多くの盲ろう者はもともと視覚障害者あるいは聴覚障害者であり、 その後もう一方の感覚を失って盲ろう者となる人がほとんどです。 そのため、盲ろう者のコミュニケーション方法は大きくふたつに分けられます。 もともと盲人だった人は話し言葉には慣れていますから、 聞こえなくなってからも日本語の話し言葉に比較的近い方法で コミュニケーションします。このような人は「盲ベースの」盲ろう者と呼ばれます。 いっぽう、もともとろう者で手話を使っていた人は 失明してからも手話を使ってコミュニケーションします。 このような手話は見るのではなくさわって理解するので 「触手話」とも呼ばれます。 盲ベースの盲ろう者には、聞こえなくても話すことができたり、 点字を指で表現する「指点字」を使っている人がいます。 日本では、指点字の考案者として福島智さんが有名です。

2. 視覚障害者の生活

2.1. 移動

移動は視覚障害者にとって最大の問題のひとつです。 多くの弱視者は自力で移動することができますが、盲人の場合はそうはいきません。 盲人の中には、ほとんど家から出ない人もいますが、 誰かと一緒であれば外出するという人は比較的多いようです。 誰かと一緒に移動するケースには、家族や友人・知人と連れ立って出かける場合と、 認定されたガイドヘルパーに来てもらって出かける場合があります。 さらに、単独でも白杖・盲導犬を使って出歩く人がある程度います。 ここでは、単独で移動するケースを中心に説明します。 ガイドヘルパーは都道府県が認定する制度であり、 その資格や派遣の内容は各自治体によって異なります。

2.1.1. 徒歩による移動

盲人が徒歩で出かける場合は、白杖 (はくじょう) または 盲導犬を利用します。 白杖や盲導犬を利用して徒歩で移動することを 「自立歩行」と呼びます。

白杖

使い方だけをみれば、盲人にとって白杖と盲導犬は同じような存在です。 ただし盲導犬は訓練にとても費用がかかるため、 現在のところ日本全国で数百頭しか存在しません。 そのため、盲人の中で盲導犬を使っている人の割合は数十人に1人程度です。 いっぽう白杖は入手しやすいことから、1人で何本もの白杖を持っている人もいます。 いずれにせよ、盲人が単独で歩けるようになるためには訓練が必要です。 視力を失った後、一人で歩けるようになるためには、白杖を使った場合で 約1ヶ月から3ヶ月間の歩行訓練、盲導犬を利用する場合は、 相手となる犬と一緒に1ヶ月間ほど泊り込みの訓練を受ける必要があります。

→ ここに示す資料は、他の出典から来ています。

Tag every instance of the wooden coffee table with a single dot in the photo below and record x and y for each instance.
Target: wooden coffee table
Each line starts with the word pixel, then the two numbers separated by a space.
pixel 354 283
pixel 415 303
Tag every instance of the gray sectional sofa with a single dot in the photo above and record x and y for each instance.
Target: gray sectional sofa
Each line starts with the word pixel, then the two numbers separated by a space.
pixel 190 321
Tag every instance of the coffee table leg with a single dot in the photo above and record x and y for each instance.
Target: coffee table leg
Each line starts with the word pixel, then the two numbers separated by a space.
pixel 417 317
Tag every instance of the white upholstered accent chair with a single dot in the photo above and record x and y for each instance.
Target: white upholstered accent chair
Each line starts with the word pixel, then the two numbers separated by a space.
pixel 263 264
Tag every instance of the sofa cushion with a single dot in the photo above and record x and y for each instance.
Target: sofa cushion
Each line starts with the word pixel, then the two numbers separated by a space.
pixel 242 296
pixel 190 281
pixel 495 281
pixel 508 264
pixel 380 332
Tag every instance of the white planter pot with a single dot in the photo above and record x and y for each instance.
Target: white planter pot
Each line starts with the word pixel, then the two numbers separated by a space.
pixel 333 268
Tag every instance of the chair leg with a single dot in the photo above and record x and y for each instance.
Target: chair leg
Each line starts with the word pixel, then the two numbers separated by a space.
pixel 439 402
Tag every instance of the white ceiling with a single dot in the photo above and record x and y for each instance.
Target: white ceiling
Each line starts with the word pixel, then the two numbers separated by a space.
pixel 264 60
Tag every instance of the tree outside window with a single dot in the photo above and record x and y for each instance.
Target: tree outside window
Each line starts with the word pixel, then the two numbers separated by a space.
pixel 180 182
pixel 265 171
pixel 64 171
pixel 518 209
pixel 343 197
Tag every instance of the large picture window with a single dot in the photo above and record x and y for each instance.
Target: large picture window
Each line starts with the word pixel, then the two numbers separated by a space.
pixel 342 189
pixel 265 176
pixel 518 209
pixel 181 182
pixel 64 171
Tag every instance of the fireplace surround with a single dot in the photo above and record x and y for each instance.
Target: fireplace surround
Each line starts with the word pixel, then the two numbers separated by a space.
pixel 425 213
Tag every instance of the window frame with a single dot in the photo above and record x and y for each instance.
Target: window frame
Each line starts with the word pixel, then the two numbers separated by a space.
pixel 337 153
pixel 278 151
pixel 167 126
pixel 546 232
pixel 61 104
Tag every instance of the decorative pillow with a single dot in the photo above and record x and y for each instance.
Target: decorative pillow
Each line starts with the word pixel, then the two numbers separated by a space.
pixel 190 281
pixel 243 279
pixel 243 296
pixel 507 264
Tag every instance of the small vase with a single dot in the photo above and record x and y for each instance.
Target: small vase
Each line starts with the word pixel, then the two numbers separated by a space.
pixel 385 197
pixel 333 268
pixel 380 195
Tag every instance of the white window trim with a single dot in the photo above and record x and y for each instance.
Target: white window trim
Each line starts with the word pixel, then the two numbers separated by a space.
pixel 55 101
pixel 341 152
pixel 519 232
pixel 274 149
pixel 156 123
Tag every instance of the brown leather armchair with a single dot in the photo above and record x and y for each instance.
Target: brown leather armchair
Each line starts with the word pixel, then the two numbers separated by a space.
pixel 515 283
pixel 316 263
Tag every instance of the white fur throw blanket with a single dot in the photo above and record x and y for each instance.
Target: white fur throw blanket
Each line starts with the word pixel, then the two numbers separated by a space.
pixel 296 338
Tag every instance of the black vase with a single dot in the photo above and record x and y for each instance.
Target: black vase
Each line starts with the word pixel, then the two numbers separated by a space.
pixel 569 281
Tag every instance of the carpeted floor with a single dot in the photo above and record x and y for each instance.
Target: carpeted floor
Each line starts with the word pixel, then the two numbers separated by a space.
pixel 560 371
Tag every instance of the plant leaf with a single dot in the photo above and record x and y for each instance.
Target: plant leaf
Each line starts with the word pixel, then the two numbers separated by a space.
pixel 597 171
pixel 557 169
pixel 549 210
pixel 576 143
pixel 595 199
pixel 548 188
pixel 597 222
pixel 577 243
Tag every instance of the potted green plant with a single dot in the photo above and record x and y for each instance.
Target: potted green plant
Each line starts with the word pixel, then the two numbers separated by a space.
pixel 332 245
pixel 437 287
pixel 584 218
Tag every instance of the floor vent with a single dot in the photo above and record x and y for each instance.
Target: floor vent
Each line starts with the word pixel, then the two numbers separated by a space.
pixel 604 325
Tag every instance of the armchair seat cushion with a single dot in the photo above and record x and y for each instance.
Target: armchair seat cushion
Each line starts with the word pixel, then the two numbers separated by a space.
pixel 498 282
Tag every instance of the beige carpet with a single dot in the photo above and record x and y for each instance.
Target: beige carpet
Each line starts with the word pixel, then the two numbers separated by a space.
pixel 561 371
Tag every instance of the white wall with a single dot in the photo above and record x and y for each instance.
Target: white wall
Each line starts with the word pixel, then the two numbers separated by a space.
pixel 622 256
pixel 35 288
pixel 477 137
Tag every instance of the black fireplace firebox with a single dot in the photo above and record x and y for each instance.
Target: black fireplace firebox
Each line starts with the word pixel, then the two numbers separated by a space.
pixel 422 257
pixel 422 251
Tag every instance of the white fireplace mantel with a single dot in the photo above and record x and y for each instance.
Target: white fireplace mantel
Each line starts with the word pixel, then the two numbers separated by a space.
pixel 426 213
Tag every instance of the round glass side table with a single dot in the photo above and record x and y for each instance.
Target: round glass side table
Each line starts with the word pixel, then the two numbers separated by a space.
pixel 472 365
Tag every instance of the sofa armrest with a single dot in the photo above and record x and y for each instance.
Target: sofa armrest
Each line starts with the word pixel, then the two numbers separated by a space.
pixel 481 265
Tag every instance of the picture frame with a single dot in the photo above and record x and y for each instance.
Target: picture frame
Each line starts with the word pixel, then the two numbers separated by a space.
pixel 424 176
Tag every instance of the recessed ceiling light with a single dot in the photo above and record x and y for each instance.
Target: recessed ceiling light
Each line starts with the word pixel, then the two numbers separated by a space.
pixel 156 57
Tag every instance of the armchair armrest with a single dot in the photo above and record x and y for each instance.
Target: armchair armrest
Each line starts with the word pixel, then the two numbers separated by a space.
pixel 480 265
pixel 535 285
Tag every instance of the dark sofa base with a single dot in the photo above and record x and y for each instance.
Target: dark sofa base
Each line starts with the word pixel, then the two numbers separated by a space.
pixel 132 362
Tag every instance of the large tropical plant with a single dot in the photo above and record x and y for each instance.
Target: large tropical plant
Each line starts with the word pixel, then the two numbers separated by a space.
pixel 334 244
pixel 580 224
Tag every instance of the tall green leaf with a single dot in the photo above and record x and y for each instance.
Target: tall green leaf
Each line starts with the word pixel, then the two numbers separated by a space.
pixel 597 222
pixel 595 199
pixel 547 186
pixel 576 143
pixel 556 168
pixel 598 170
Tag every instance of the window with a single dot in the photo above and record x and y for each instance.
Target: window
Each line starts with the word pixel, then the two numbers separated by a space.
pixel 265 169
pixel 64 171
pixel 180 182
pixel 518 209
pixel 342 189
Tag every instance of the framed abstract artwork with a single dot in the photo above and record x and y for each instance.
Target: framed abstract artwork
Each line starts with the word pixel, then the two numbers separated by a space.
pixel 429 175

白杖による歩行訓練には個人差があり、すぐに上達する人とそうでない人がいますが、 一般的に若い人のほうがより早くマスターできる傾向にあるようです。 白杖は、自分の前で軽く左右に振りながら路面に触れ、 前方50センチから1メートルぐらいまでの路面の状況を観察します。 このとき、電信柱や自転車、車などの存在も確認できますが、 頭上に張り出した物体、例えば看板やトラックの荷台などは確認できませんので、 これらに顔や頭をぶつけて怪我をすることがあります。 4.1. 白杖の項もご覧ください。

白杖・盲導犬のもう一つの大きな役割は、周囲に自分が盲人であることを知らせることです。 白杖を携えていることにより、向かい側から歩いてくる人が避けてくれたり、 何か手伝うことはないかと声をかけてくれることがあります。

路上の設備としては、靴底の感触で確認できる誘導用ブロックがあります。 以前は点状のものがほとんどだったため「点字ブロック」とも呼ばれます。 線状ブロックは誘導用、点状ブロックはランドマーク用です。 これらも一人歩きする盲人にはかなり役に立つものです。

2.1.2. 交通機関を使った移動

一般の人々と同じように、視覚障害者もまたバスやタクシー、電車、飛行機などを利用します。 使い方はほとんど目の見える人と同じですが、自宅から駅やバス停までの移動に やや差があります。

A. バス

バスはよく慣れたバス停でないと見つけるのが難しいため、 日常的によく利用している路線以外はあまり利用しません。 しかし、使い慣れた路線では、バスはとても便利な移動手段です。 なお、たいていの視覚障害者は足腰には障害がありませんから、 ノンステップでない、普通の段差が乗・下車口にあるバスもよく利用します。

B. タクシー

視覚障害者はタクシーをよく利用します。 電話をかけて配車してもらうか、駅のタクシー乗り場から乗車します。 路上で空車を見つけるのは困難ですが、多少視力の残っている人であれば 路上で拾うこともできます。また、周囲の人や近くのお店の人に 頼んでタクシーを停めてもらうこともあります。

C. 電車

電車は視覚障害者にとってもっとも便利な交通機関です。 駅は一度覚えてしまえば使いやすい施設ですし、路上で人に道を尋ねるときでも、 駅への行き方を教えてもらうのは簡単です。しかし東京や大阪などで、 多くの路線が乗り入れている大きな駅は、構造が複雑なため、単独で移動するのは大変です。 駅によっては、触って読む触地図も設置されるようになりました。 触地図が設置されている場所には「ピンポン」という音が鳴っています。

地下鉄大江戸線・新江古田駅

最近、駅のプラットフォームの階段の手すりには、 その階段の行き先が点字で書かれていることが多くなりました。 このような駅では、階段に足を踏み出す前に、この先が何番線で、 どこ行きの電車が停車するのかがわかります。 また、階段の手前でホーム上のアナウンスが聴こえることもよくあります。 視覚障害者は、これら手すりの点字表示や、ホームから聴こえてくる 構内アナウンスを頼りにしつつ、周囲の人にも尋ねながら目的の電車を探し当てます。 最近では、電車内のドアの内側にも、何号車・何番ドアということが 点字で書かれている車輌が多くなりました。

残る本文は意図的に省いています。